SM v Dallas Jesuit - Age 16

SM v Dallas Jesuit – Age 16

As a football player, I suffered more than my share of concussions and recurring blows to my head and neck but this was back in the day before anyone kept track of cumulative brain damage through current symptom-treating concussion protocols(Insert dumb-jock joke here). The average life expectancy with ALS is only 3 years after diagnosis, but twenty percent of people with ALS live five or more years, and 10 percent survive at least ten years. Most people who develop ALS are between ages of 40 and 70, with an average age of 55. ALS strikes only one in 50,000 people (insert 0.002% lottery joke here), and while it is more common among white Anglo males who were former athletes or who served in the military, there is still no known cause or unique diagnosis for Lou Gehrig’s Disease.

My ALS diagnosis came by default after a seemingly endless series of blood tests, nerve tests (EMG) and body scans (MRI, CT) ordered by my primary care physician after noticing muscle loss (atrophy) in my left hand. Ironically each successive negative test excluded one by one all of the treatable alternative causes for what the neurologists had labelled ideopathic progressive neuropathy. The problem was first thought to be a relatively common stenosis of cervical vertebrae in my neck also aggravated by football injuries, but the underlying cause ultimately proved to be ALS, a devastating disease that has no known cure.

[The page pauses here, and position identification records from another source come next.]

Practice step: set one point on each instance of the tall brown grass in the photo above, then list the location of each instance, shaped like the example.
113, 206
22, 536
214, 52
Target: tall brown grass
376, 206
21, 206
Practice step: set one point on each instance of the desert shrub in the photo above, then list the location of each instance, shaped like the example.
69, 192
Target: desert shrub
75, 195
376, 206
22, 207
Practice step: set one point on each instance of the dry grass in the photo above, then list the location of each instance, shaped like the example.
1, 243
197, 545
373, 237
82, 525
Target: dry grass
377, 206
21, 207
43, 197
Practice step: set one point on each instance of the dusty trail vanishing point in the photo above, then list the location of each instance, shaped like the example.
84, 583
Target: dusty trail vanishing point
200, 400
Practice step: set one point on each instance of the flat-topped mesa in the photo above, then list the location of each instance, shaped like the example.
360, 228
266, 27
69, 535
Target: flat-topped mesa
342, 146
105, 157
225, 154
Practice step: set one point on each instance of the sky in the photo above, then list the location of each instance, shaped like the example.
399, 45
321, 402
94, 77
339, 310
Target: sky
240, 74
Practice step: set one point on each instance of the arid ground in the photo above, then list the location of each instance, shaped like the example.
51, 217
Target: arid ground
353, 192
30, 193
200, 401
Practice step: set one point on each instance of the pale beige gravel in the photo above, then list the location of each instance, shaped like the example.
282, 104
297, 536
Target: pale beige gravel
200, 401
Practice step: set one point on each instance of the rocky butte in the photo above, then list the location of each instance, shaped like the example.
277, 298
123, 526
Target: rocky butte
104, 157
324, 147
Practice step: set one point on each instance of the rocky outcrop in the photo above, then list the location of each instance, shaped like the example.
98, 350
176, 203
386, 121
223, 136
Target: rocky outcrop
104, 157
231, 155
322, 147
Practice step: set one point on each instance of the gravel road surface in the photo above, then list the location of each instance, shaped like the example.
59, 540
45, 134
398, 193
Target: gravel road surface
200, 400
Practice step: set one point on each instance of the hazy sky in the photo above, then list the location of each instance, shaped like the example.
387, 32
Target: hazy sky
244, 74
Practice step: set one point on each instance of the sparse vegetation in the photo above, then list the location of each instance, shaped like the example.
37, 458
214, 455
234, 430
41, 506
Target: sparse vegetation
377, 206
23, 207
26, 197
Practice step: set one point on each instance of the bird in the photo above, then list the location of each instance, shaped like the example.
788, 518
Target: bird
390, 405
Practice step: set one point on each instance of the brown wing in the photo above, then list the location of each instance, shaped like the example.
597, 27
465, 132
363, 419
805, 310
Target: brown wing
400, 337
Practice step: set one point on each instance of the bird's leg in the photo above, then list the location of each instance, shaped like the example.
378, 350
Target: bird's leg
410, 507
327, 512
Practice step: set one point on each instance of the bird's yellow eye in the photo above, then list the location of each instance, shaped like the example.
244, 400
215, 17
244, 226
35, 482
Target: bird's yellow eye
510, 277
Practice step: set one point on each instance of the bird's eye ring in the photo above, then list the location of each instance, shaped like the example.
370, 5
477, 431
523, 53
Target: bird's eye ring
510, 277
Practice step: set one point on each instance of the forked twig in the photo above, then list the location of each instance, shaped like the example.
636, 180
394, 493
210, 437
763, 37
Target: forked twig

After taking medical leave for Spring 2018, I have decided to retire from teaching—way ahead of schedule. This ends an epic teaching run that extends two decades at Vandy, and almost three decades before that. I want to thank all of my former students who have made our joint contribution to the new field of sports economics so enjoyable and productive. I am still doing media interviews, occasionally consulting and always writing about sports economics. Please check out my sports econ blog and theory (in progress) blog above.

My first response to the VUMC neurologists after their grim ALS diagnosis was to jokingly quip that this basically meant that I was toast. Deep inside I just wanted to hide out and be left alone until I could clear the reality zone. My current and rapidly growing realization after interaction with my tough-love support circle of Machi, Krissi, Harris and Driskill is that ALS does not define me now and it never will. I am a lucky man whose strength comes from my relationships with family, friends and thousands of former students. ALS may attack and systematically shut down my body, but it cannot weaken my mind or my spirit. This relentless disease may have no cure, but it has no chance to defeat me. It will only make me stronger.

This web-page will be continually updated with relevant media reports about sports-related traumatic neurological injuries. (See the ALS links at the bottom of the right side bar). I have declined consulting engagements in the past about NFL legal settlements of traumatic concussion and CTE related issues endemic to the NFL, NCAA and NHL, but I will reconsider them now from the players’ perspective. I have given a few media interviews about the uncertain future of the mercenary NFL and the epidemic brain injuries of its players, but would like to invite more of them now. We have long since passed the point where our beloved childhood games are systematically disabling and killing our players—ultimately for the money. We may not always control what happens to us, but we can at least control how we respond.

Anchor down, this is going to be a tough fight.
Do not go gentle into that good night.